Fiscal impact and appropriations (summary)

  • CDPHE implementation is contingent on external funding (gifts, grants, donations) or appropriations.
  • Estimated state fiscal effects (as analyzed):
    • FY 2025‑26: State expenditures ≈ $445,594; State revenue (gifts/grants) ≈ $543,465; 1.0 FTE.
    • FY 2026‑27: Expenditures ≈ $222,777; revenue (gifts/grants) ≈ $320,648; 0.8 FTE.
    • Small increase to CBI Identification Unit Cash Fund revenue: $11,050/year (TABOR impact increases required refund by this amount).
  • The bill includes a reduction of $78,287 to the Natural Medicine Division cash fund appropriation to DOR and assumes reappropriated ITS funding of $208,240 for IT services.
  • JBC and LCS note risk: implementation depends on receipt of gifts/grants; absent those funds the program is at risk. State law limits using General Fund to backstop programs designated for gifts/grants only.

Who is affected

  • State agencies: CDPHE (lead), DOR, DORA, Governor’s Office of Information Technology.
  • Natural medicine facilitators, healing centers, and licensed natural medicine businesses (data reporting).
  • License applicants (shift from fingerprint to name‑based checks).
  • Health‑care systems, law enforcement, consumer protection entities, researchers, and persons with prior possession convictions (pardon provision).

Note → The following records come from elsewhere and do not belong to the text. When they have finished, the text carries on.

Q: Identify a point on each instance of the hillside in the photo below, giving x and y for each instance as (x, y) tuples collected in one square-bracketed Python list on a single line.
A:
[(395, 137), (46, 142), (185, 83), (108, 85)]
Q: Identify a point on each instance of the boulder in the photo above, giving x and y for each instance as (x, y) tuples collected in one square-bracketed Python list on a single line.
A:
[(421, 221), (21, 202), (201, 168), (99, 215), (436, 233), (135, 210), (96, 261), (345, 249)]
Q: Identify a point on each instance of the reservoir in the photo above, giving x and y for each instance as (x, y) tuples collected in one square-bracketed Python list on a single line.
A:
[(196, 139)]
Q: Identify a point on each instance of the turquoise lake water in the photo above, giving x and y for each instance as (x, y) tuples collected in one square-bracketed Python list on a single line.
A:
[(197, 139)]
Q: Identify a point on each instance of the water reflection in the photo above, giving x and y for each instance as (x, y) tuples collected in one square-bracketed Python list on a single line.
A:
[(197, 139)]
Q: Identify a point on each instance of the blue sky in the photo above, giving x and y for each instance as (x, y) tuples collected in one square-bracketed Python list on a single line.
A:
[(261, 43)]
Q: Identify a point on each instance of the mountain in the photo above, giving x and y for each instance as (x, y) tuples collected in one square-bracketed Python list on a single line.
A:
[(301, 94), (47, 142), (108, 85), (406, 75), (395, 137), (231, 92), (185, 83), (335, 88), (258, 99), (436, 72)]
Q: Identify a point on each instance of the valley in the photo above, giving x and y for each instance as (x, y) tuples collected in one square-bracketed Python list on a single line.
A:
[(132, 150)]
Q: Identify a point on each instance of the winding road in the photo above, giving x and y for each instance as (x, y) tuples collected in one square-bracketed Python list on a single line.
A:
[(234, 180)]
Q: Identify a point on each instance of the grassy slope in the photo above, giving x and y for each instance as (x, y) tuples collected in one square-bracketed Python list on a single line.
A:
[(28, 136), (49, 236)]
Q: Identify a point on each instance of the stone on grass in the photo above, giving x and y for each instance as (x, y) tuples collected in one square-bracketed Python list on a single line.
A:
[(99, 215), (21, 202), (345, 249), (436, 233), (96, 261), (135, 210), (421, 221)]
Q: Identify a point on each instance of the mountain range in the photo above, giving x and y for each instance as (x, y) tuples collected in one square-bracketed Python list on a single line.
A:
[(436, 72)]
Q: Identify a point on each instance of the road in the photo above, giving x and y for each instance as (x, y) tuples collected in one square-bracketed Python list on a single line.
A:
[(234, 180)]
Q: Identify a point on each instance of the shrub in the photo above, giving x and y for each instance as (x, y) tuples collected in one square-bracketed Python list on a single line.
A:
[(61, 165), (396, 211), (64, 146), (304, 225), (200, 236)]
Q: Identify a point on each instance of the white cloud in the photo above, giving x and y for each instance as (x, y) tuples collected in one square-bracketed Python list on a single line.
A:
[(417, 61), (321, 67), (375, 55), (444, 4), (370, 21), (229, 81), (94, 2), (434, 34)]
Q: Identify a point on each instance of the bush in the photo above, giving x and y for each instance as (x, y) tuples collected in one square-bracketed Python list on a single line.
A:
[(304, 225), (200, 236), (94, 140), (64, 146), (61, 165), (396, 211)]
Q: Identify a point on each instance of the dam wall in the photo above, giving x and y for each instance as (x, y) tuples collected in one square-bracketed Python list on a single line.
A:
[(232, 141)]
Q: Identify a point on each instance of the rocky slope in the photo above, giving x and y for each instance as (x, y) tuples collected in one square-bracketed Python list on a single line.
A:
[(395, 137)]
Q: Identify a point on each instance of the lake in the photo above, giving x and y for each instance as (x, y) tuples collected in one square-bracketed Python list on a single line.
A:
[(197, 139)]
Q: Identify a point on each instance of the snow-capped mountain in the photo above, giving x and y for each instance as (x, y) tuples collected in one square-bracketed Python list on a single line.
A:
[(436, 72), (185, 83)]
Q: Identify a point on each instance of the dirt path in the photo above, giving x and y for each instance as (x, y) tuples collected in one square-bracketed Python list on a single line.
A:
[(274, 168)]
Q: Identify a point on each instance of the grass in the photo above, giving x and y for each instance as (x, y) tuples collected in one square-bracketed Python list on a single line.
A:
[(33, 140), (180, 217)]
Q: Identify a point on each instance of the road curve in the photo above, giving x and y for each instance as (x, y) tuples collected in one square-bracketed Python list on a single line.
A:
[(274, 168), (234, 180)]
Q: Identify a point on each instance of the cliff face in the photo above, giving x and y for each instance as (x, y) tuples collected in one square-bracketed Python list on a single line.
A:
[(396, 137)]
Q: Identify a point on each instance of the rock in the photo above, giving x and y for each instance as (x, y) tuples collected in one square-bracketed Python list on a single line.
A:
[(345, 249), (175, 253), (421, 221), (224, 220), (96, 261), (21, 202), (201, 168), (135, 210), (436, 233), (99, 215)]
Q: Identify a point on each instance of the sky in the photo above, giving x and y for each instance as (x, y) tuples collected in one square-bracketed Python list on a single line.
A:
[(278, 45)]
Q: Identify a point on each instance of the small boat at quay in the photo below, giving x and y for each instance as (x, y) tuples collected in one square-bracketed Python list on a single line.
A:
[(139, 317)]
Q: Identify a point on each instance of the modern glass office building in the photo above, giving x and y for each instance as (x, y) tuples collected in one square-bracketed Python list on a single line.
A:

Timeline & other conditions

  • Introduced: April 15, 2025. Governor signed: June 3, 2025.
  • Licensee data reporting begins July 1, 2026.
  • Pilot data program scheduled to repeal September 1, 2030, unless extended.
  • CDPHE’s obligations are conditional on appropriations or receipt of permitted gifts/grants/donations; funding cannot come from licensees or parties with a financial stake that may improperly influence data.

Notes / Considerations

  • The bill centralizes public‑health data functions at CDPHE while protecting proprietary and personal information through strict de‑identification and confidentiality rules.
  • Reliance on gifts/grants raises implementation risk; JBC flagged the Legislature should consider whether exclusive dependency on such funding is intended.

Compiled from official sources — confirm details with the bill’s official record.